I reached out to some of the top names in personal development on the web to ask about the biggest mental blocks they had to overcome to get to where they are today. Everyone struggles with mental health issues, diagnosed/treated or not. I’d like to show everyone that it is not only ok and normal to have mental obstacles to overcome, but that these challenges can be met and conquered.
The biggest mental block I’ve had to overcome is one that’s happened recently. After my brother’s sudden death in October, 2011 and my daughter’s near-fatal kidney infection in July, 2012 I’ve developed an anxiety disorder. For me, the biggest step was admitting this to my wife last February. Asking for her help was an important first step in my recovery. I resisted telling her at first because of embarrassment, but now I feel like there is hope because I’m being proactive about seeking and receiving treatment.
My biggest mental block was self-loathing, and at its four corners were perfectionism, insecurity, a sense of unworthiness, and a fear of rejection. I isolated myself for years to avoid finding proof in the world that I wasn’t good enough. It’s only in facing the fear of being seen and judged that I’ve been able to see my own worth and stop judging myself so harshly.

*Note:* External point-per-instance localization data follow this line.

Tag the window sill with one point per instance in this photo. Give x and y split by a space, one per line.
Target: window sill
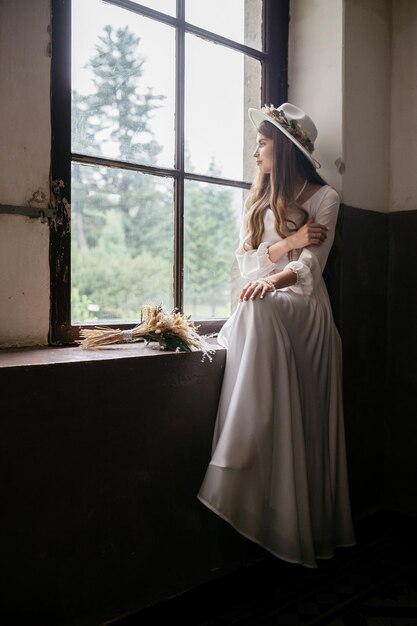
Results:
49 355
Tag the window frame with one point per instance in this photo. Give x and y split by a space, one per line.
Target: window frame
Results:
274 88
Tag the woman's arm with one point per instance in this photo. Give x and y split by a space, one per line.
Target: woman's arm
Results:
311 233
260 287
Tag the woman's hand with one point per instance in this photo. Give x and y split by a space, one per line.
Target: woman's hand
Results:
309 234
256 288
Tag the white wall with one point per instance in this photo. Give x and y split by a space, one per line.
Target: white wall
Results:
366 104
403 195
315 75
24 170
340 73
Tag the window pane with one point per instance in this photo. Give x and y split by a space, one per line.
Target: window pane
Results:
123 85
212 215
217 127
165 6
239 20
122 243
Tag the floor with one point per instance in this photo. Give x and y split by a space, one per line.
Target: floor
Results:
371 584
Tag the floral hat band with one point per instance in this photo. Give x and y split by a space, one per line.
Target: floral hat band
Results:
292 126
293 122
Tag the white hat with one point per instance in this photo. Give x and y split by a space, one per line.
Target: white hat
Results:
293 122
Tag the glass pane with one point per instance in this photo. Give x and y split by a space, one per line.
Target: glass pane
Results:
123 85
239 20
217 126
121 244
165 6
212 216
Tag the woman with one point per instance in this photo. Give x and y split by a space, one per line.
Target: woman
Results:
278 469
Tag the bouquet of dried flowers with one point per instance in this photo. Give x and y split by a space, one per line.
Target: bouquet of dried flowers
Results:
173 331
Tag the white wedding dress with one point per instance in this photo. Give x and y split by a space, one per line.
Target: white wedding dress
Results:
278 470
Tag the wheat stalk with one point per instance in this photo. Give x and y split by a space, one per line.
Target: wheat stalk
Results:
173 331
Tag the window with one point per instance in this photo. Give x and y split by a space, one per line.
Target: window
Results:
150 159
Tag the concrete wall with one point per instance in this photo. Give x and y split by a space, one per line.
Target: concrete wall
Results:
404 106
24 170
315 76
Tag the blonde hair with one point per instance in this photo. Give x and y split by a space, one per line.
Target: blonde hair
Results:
277 190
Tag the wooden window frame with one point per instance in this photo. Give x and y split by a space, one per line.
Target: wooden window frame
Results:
274 60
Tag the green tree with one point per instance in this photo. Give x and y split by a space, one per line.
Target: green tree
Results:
210 240
122 234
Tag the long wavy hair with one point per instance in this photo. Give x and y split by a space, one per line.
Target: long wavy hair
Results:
277 190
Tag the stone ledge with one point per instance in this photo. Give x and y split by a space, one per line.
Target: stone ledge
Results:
49 355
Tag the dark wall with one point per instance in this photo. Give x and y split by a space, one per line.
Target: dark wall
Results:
101 464
400 450
371 282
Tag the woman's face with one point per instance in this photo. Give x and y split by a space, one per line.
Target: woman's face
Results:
264 153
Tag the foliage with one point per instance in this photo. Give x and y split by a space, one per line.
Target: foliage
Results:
122 221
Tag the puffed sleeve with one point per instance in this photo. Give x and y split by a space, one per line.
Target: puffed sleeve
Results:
312 260
253 262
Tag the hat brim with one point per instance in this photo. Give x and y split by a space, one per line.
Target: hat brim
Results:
257 117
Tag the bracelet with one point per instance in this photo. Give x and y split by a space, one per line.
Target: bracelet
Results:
270 283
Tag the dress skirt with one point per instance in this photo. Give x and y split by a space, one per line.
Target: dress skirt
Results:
278 472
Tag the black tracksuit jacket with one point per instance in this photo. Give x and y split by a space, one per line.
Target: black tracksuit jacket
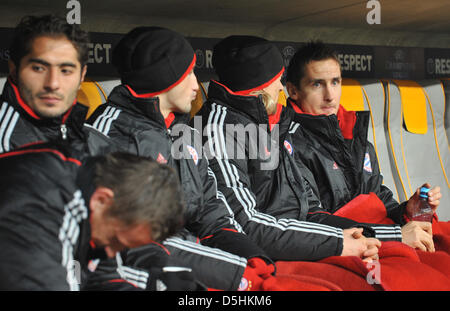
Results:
257 174
20 126
342 168
137 126
45 233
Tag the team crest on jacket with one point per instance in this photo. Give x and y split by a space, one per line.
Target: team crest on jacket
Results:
194 153
160 159
367 164
288 147
244 285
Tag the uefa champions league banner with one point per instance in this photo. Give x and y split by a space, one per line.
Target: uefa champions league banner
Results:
356 61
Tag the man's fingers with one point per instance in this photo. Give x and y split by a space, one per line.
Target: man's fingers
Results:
357 233
428 244
370 252
420 246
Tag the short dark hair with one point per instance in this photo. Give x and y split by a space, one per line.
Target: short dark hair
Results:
145 192
31 27
311 51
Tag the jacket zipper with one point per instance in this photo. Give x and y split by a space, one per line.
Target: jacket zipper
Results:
64 131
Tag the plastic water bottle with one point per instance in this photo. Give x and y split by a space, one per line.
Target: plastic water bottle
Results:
424 211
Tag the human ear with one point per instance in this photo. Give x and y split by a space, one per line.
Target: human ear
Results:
101 200
292 91
12 70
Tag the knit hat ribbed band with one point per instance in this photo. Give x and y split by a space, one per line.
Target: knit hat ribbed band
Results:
247 63
152 60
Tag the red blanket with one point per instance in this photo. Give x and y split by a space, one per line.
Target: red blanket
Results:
399 268
369 208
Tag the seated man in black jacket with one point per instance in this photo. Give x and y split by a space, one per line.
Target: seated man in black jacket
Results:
53 208
332 143
38 103
147 115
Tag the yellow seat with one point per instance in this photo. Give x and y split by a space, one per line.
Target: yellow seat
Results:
91 95
414 106
352 96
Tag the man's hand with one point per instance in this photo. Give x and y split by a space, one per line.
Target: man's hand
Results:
418 234
434 197
355 244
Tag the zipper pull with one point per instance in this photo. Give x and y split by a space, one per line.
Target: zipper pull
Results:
64 131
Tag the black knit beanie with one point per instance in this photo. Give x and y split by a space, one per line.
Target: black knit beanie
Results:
246 63
152 60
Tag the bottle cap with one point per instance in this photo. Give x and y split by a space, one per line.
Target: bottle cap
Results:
424 192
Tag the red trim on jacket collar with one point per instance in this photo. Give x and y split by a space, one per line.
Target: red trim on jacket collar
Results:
169 119
149 95
346 119
230 91
257 88
275 118
62 156
28 108
247 92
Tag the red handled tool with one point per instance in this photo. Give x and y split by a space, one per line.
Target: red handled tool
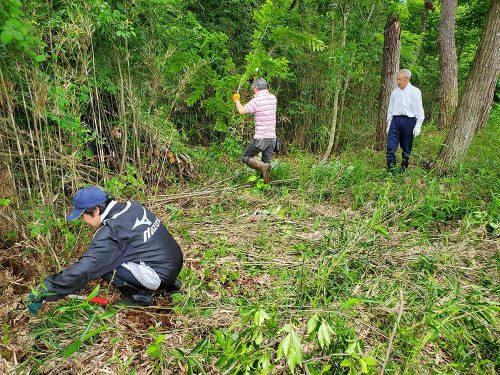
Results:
97 300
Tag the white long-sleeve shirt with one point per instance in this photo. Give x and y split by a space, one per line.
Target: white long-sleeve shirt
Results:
406 102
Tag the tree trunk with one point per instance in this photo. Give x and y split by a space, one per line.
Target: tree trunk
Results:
487 105
338 83
471 108
428 5
448 87
390 67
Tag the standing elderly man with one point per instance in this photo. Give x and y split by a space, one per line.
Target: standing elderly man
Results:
263 106
404 119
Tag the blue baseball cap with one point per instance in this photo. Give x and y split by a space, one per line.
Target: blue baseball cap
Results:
86 198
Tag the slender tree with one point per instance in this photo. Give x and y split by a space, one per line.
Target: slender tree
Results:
448 85
390 67
338 80
428 6
471 108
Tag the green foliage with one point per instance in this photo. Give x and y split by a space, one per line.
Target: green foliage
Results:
17 32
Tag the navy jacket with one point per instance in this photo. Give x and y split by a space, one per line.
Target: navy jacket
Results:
130 233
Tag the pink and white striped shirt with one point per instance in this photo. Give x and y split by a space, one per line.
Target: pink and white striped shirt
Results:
263 105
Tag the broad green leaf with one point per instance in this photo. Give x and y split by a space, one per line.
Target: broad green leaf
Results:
346 362
4 201
324 334
6 37
259 317
351 348
17 35
364 367
312 323
39 58
291 348
370 361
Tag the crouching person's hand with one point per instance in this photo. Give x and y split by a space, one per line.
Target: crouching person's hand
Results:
35 300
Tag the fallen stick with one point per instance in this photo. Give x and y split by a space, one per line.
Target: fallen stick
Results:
389 348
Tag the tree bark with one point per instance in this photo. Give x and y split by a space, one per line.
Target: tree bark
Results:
448 87
471 108
428 6
487 105
338 83
390 67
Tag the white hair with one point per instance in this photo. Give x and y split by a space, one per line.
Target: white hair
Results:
406 73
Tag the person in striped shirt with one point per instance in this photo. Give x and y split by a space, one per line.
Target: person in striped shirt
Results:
263 106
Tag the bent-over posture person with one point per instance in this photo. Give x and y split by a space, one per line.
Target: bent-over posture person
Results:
132 249
405 116
263 106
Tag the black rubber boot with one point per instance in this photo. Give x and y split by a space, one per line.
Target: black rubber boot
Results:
134 296
264 168
404 165
391 167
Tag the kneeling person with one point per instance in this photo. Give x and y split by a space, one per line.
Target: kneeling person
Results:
132 249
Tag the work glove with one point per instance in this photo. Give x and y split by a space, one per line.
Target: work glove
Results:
35 300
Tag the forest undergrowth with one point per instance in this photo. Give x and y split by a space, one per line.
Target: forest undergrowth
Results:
332 268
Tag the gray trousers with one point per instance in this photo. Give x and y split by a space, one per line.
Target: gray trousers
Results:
264 145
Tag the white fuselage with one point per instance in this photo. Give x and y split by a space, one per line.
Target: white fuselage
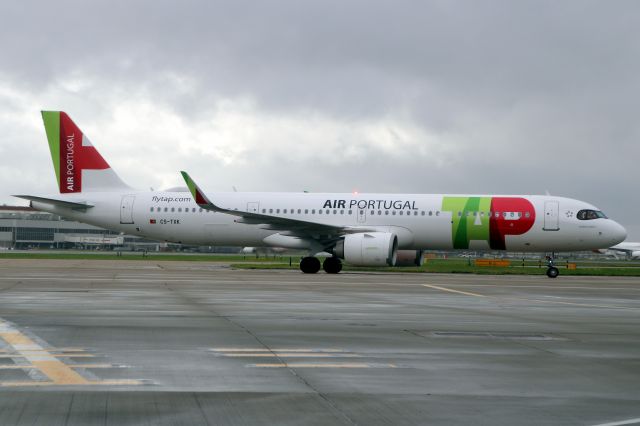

Being hard on myself with internal self-criticism.
When I was a child I suffered from some sort of OCD/Tourette’s/ADHD symptoms. The doctors never came to a final conclusion about what it was. It was scary and I felt very out of place at school and around my friends. The prescription was, “Wait it out. He might grow out of it.” I built some coping mechanisms that helped me mask it from others, but it was always difficult. I did eventually grow out of it, but I sometimes fear it may come back. I would never let it stop me from living a full life, though.
One of the biggest mental blocks that I’ve faced is thinking that I AM my thoughts. So if I had a crazy thought, it meant I was a crazy person. But I’ve now internalized the wisdom that I am not my thoughts. Thoughts are just habits – habits of the mind. And I know how to change habits. :o)
A huge block for me was my extreme self-consciousness. I was living under the impression that the world around me was as focused as intensely on myself as I was — I felt like people were always judging me and evaluating me. The reality is that the people around you, even the people who know you well, think of you only fleetingly, and never judge you as harshly as you judge yourself.
My mental block [was not] realizing that I had a genuine way of helping the people around me. So many people don’t think they have anything to offer to others. I now believe that everyone is an expert at something. We all have some talent or strength or experience that someone else out there in the world would happily pay us for – and thank us for the help! We just have to identify that expertise and the person who really needs the help. As soon as I found that first match was the day the mental block broke down. All it took was hanging my shingle, letting the world know how I wanted to help and then helping that first person.